The --fallback-model flag provides a backup when the primary model is rate-limited:

Terminal window
claude -p "Review this PR" \
--fallback-model claude-haiku-4-5-20251001 \
--max-budget-usd 0.50

There is a critical limitation here. Fallback only triggers on HTTP 429 (rate limiting). It does not trigger on other failures:

Fallback Trigger Matrix

Failure TypeTriggers Fallback?Your Mitigation
Rate limiting (429)Yes—fallback-model handles this automatically
API error (500)NoUse retry logic with backoff
TimeoutNoUse retry logic with backoff
Auth failure (401/403)NoFix credentials — retries will not help

This means --fallback-model is not a general resilience mechanism. Combine it with the retry function above for full coverage.

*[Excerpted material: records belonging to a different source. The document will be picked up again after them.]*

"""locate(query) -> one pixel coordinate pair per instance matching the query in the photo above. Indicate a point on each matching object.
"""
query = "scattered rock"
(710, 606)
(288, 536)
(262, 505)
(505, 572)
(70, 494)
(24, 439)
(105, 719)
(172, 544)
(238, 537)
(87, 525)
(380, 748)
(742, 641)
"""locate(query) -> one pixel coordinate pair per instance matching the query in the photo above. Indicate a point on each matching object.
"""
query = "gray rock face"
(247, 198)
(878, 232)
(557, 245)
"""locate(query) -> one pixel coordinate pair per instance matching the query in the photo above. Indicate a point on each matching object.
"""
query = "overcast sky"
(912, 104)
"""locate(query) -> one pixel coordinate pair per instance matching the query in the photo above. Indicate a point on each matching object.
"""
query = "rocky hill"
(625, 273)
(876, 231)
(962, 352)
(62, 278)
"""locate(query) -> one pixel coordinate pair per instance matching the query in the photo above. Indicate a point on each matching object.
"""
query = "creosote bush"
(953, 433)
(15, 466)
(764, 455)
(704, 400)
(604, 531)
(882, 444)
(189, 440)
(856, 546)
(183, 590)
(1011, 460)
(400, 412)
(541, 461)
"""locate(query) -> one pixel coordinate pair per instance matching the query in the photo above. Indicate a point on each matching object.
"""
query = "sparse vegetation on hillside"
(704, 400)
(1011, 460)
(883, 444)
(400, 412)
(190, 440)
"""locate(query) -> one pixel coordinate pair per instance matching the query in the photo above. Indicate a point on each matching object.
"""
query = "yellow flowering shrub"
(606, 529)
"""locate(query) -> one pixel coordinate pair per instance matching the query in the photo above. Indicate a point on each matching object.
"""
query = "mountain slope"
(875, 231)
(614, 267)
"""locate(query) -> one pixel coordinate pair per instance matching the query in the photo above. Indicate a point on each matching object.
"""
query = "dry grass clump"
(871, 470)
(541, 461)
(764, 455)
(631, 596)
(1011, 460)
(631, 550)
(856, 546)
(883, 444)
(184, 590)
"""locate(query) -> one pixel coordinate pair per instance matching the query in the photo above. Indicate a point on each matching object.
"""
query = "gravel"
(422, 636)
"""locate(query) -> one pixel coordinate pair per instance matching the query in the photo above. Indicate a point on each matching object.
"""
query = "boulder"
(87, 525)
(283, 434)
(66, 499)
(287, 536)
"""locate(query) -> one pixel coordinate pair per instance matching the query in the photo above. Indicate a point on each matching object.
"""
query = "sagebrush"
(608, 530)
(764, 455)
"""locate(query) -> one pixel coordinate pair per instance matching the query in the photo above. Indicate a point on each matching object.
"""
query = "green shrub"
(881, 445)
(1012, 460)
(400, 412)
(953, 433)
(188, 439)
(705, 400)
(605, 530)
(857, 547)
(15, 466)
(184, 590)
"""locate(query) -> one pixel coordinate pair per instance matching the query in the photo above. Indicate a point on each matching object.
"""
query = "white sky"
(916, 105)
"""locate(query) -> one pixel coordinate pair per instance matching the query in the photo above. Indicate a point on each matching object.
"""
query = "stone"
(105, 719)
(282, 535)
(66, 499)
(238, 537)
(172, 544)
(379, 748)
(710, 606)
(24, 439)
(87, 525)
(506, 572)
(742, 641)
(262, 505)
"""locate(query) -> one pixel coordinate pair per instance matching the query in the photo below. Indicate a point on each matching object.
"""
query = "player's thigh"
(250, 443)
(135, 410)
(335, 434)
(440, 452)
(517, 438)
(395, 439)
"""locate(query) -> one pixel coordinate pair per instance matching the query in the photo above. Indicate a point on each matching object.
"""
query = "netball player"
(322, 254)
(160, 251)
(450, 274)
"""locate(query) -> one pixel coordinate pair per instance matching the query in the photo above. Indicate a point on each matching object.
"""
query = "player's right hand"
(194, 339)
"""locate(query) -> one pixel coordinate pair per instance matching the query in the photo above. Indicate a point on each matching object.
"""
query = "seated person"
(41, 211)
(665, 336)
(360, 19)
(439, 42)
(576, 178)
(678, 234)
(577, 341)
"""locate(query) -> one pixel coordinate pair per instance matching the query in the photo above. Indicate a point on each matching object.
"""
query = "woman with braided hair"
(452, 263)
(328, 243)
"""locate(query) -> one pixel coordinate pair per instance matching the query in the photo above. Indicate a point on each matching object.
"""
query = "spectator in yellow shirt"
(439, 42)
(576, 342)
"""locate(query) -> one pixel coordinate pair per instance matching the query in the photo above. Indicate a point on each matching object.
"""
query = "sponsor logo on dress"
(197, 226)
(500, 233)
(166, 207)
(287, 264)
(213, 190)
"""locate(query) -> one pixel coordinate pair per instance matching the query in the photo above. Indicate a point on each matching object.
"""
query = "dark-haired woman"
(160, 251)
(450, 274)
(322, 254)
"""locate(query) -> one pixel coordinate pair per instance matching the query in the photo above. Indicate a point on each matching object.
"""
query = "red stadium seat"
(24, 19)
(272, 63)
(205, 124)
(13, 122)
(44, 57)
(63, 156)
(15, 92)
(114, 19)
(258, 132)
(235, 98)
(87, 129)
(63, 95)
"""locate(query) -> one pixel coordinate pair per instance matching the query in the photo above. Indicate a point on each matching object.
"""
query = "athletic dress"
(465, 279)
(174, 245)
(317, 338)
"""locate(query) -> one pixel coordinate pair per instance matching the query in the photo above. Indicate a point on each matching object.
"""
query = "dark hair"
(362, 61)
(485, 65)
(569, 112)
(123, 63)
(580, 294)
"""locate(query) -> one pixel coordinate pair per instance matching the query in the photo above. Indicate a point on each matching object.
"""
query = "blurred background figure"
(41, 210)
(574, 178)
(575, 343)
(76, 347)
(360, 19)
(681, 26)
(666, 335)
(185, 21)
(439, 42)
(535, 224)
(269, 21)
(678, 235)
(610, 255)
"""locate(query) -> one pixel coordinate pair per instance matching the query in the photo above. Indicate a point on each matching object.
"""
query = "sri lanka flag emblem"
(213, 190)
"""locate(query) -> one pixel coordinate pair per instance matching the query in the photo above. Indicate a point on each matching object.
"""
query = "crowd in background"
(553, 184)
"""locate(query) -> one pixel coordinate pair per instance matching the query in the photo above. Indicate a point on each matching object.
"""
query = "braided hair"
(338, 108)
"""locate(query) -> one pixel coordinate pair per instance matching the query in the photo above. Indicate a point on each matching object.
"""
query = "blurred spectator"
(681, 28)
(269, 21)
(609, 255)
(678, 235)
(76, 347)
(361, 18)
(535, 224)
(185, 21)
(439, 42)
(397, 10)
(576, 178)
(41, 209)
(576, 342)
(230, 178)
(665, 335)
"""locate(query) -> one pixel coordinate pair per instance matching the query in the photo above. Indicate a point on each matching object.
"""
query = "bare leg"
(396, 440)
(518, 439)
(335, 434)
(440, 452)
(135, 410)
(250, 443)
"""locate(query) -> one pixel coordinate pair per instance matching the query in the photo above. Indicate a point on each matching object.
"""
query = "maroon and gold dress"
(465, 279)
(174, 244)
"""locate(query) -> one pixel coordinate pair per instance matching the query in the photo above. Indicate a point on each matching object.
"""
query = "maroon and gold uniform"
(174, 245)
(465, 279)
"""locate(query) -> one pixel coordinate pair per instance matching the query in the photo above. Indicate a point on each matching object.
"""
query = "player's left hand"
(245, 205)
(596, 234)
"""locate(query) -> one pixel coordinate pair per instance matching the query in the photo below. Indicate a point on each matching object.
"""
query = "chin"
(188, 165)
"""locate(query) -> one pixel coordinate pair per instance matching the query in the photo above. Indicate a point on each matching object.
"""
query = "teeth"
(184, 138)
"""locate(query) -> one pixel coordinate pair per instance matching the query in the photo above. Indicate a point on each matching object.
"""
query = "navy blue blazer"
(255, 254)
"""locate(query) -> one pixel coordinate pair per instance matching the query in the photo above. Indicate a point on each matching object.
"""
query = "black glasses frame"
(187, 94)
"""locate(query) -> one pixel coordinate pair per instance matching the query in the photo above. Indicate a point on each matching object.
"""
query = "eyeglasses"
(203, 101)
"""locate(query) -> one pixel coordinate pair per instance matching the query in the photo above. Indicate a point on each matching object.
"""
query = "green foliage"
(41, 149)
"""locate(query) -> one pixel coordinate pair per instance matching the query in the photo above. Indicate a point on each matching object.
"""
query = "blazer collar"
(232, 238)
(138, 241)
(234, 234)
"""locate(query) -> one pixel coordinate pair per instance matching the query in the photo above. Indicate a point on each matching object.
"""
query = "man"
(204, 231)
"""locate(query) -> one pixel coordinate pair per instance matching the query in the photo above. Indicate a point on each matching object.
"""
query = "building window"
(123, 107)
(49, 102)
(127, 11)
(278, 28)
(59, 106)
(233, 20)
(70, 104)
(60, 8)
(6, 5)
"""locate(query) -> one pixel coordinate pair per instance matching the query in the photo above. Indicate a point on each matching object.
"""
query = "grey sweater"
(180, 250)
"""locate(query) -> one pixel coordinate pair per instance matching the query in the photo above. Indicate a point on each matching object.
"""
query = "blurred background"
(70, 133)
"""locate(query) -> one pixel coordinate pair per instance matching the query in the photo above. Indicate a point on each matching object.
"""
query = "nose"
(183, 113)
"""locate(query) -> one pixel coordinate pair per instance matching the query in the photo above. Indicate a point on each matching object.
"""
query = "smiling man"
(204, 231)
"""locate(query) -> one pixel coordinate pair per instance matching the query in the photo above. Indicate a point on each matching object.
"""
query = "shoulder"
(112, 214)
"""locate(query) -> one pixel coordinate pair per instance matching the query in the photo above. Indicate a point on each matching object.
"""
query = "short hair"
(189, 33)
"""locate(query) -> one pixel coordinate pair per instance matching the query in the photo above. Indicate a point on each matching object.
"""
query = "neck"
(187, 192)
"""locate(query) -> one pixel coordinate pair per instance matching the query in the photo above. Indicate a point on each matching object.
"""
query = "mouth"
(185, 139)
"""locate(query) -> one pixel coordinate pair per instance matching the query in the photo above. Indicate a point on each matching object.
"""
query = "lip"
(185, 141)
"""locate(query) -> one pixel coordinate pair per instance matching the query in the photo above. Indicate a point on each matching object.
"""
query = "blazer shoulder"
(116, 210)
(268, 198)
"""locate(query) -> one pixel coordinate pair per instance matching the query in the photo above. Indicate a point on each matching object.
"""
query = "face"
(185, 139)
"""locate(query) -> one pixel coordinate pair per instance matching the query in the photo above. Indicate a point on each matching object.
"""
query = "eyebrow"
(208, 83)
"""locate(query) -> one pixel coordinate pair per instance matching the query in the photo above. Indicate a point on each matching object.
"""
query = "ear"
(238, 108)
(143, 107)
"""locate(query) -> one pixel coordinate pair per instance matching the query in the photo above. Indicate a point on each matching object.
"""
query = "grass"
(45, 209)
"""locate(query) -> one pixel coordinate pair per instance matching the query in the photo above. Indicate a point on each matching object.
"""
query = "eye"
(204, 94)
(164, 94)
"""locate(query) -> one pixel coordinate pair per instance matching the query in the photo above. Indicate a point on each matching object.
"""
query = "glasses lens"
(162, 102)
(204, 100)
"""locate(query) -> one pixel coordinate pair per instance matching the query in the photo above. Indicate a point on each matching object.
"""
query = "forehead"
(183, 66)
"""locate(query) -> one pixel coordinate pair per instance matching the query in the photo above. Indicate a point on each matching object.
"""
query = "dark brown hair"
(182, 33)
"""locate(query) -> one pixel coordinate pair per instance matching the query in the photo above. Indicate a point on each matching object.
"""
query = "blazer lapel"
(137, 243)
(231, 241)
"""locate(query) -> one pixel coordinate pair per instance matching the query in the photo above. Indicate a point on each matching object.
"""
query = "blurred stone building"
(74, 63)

Invalid Fallback Names Are Silently Accepted

The CLI does not validate fallback model names at startup. A typo like —fallback-model claude-haku-4-5 is silently accepted — the error only surfaces when a 429 triggers fallback and the model name is unreachable. Check modelUsage keys in the response to confirm which model actually served the request: Object.keys(data.modelUsage).

Full Resilience Pipeline

Combining retry logic, fallback models, error classification, and budget controls gives you a production-ready pipeline function:

#!/usr/bin/env bash
set -euo pipefail
# Production-grade CI wrapper
ci_claude() {
local prompt="$1"
local budget="${2:-0.50}"
local max_retries="${3:-3}"
for attempt in $(seq 1 "$max_retries"); do
RESULT=$(claude -p "$prompt" \
--output-format json \
--max-budget-usd "$budget" \
--fallback-model claude-haiku-4-5-20251001 \
--no-session-persistence \
--permission-mode bypassPermissions 2>/dev/null) && {
SUBTYPE=$(echo "$RESULT" | jq -r '.subtype // ""')
if [ "$SUBTYPE" = "error_max_budget_usd" ]; then
echo "::warning::Budget exceeded on attempt $attempt" >&2
echo "$RESULT"
return 1
fi
if echo "$RESULT" | jq -e '.is_error != true' >/dev/null 2>&1; then
# Log cost for aggregation
COST=$(echo "$RESULT" | jq -r '.total_cost_usd // 0')
echo "::notice::Claude call cost: \$$COST (attempt $attempt)" >&2
echo "$RESULT"
return 0
fi
}
if [ "$attempt" -lt "$max_retries" ]; then
DELAY=$((attempt * 5))
echo "::warning::Attempt $attempt/$max_retries failed, retrying in ${DELAY}s..." >&2
sleep "$DELAY"
fi
done
echo "::error::All $max_retries attempts failed" >&2
return 1
}
# Usage
REVIEW=$(ci_claude "Review this PR for security issues" 1.00 3)
echo "$REVIEW" | jq -r '.result'

This wrapper combines all the resilience patterns: retry with backoff, fallback model for rate limiting, budget cap enforcement, error classification, and GitHub Actions annotation output (::warning::, ::error::, ::notice::).

Error Handling in CI

Budget Exceeded Detection

Terminal window
SUBTYPE=$(echo "$RESULT" | jq -r '.subtype // ""')
if [ "$SUBTYPE" = "error_max_budget_usd" ]; then
echo "::error::Claude exceeded budget cap"
exit 1
fi

The ::error:: prefix is GitHub Actions syntax for surfacing errors in the workflow summary. Replace it with your CI system’s equivalent.

Gotcha

—max-budget-usd is checked between turns, not mid-generation. The first turn can exceed the budget by any amount. For Opus, system prompt cache creation alone costs ~$0.016, so setting the budget below that guarantees an error_max_budget_usd response with no useful output.

Missing API Key

Gotcha

If ANTHROPIC_API_KEY is missing or invalid, the CLI exits with a non-zero code but may not produce JSON output. Your pipeline should check the exit code before attempting to parse JSON, or the jq step will fail silently and the CI job may report success when it actually did nothing.

Hooks in Headless Mode

Tip

SessionStart and SessionStop hooks do not fire in —print mode. Only PreToolUse, PostToolUse, and Stop hooks fire in headless mode. If your audit logging depends on SessionStart, it will silently skip in CI.

Resilience Next Steps

With resilience patterns in place, your CI pipelines can handle transient failures without human intervention. For managing the cost of running these pipelines at scale, see Budget Controls and Cost at Scale.

Now Do This

Add —fallback-model claude-sonnet-4-6 to your CI Claude commands. This handles 429 rate limits automatically — Claude falls back to Sonnet instead of failing. Wrap the call in a retry loop for other error types: for i in 1 2 3; do RESULT=$(claude -p ”…” —output-format json —fallback-model claude-sonnet-4-6) && break; sleep 5; done.